Ces derniers l’ont d’ailleurs prise en photo, souriante aux côté de DSK dans son bureau au FMI. « J’ai pris aussi des photos des petits écureuils », désamorce Jade, provoquant des rires dans le public. Le cliché a ensuite été largement repris dans les médias, à sa plus grande colère. Mais l’épisode donne surtout l’occasion à DSK de marquer un point : « Le directeur du FMI à Washington ne prend pas une photo avec une jeune femme dont il sait qu’elle est prostituée, c’est inconcevable », remarque-t-il.
Le consultant international est d’autant plus à l’aise à la barre que le parquet, qui avait requis un non-lieu à la fin de l’instruction, le laisse dérouler sa version sans chercher à le mettre en difficulté. Les procureurs Frédéric Fèvre et Aline Clérot semblent réserver leurs flèches pour le commissaire divisionnaire Jean-Christophe Lagarde. Frédéric Fèvre a fait ses comptes. Entre les billets de train, d’avion et les chambres d’hôtel, l’ex-chef de la sûreté départementale du Nord a économisé « une fourchette de 4 000 à 6 000 euros ». « Est-il déontologique pour un fonctionnaire de police de se faire offrir tous ces cadeaux ? » demande-t-il. « J’étais son ami, pas le flic de service », assure Lagarde, qui affirme ne pas avoir fait l’objet d’une procédure disciplinaire pour ces faits.
Lors d'un deuxième voyage à Washington, le commissaire avait embarqué son supérieur, le directeur départemental de la sécurité publique du Nord, Jean-Claude Menault, pour parler avec le futur candidat à la présidentielle des « grandes thématiques de la sécurité ». Confronté à une soirée libertine avec deux jeunes femmes, qui lui avaient été présentées dans l’avion comme des secrétaires d’Eiffage, Menault a tourné les talons. Le témoin assisté a relaté à la juge d’instruction « l’explication de gravure » qui a suivi le lendemain matin : « Vous n’allez pas nous faire croire que ce sont des secrétaires. Ce que vous faites est dangereux, plus jamais ça avec moi. »
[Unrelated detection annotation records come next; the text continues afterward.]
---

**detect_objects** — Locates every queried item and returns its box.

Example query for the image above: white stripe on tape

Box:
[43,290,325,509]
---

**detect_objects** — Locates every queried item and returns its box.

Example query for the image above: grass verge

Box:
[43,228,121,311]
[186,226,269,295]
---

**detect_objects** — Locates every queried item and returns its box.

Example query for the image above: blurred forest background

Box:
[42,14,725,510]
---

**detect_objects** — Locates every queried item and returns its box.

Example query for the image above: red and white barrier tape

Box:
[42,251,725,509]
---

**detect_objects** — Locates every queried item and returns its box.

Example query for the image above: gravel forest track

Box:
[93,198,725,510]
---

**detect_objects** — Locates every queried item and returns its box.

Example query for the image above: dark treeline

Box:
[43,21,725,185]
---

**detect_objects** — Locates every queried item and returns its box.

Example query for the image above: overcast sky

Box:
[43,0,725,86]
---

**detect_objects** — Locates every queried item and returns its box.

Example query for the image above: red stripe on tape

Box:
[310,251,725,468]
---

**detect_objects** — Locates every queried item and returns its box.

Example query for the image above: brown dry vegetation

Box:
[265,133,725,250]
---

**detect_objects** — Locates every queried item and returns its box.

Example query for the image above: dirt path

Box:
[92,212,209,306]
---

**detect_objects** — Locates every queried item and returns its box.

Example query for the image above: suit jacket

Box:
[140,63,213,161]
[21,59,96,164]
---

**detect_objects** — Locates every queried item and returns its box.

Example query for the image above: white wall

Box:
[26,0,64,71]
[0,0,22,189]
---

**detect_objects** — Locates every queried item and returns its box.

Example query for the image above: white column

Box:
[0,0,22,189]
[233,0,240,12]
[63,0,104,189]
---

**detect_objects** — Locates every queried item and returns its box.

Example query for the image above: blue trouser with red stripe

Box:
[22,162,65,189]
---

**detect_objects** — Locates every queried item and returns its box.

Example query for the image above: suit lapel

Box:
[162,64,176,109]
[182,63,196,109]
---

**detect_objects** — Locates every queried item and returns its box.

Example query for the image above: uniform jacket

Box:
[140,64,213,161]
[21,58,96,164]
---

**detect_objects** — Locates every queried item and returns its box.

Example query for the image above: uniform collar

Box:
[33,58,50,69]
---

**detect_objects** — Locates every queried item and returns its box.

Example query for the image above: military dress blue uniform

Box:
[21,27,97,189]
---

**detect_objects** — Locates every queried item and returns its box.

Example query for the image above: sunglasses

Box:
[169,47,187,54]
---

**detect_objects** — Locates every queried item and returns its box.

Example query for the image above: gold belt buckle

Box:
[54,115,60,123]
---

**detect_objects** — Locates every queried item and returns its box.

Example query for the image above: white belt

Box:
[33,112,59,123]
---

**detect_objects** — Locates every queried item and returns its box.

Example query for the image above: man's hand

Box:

« Vous êtes un policier aveugle ? » lance Frédéric Fèvre à Jean-Christophe Lagarde. Le procureur s’étonne que son supérieur hiérarchique, « dès la première rencontre, s’aperçoit que ce sont des prostituées alors que vous, qui avez des relations suivies, ne vous en apercevez pas ». Lagarde s’embrouille, commence par ne plus se souvenir de la scène avant de nier : « Il n’a absolument pas dit ça. » Le policier s’enfonce. Il n’est pas aidé par son ami David Roquet, qui maintient l’avoir mis au courant des pratiques tarifées d’une des filles emmenées à Washington. David Roquet et Fabrice Paszkowski, que Jade a décrits comme ses « employeurs en quelque sorte ».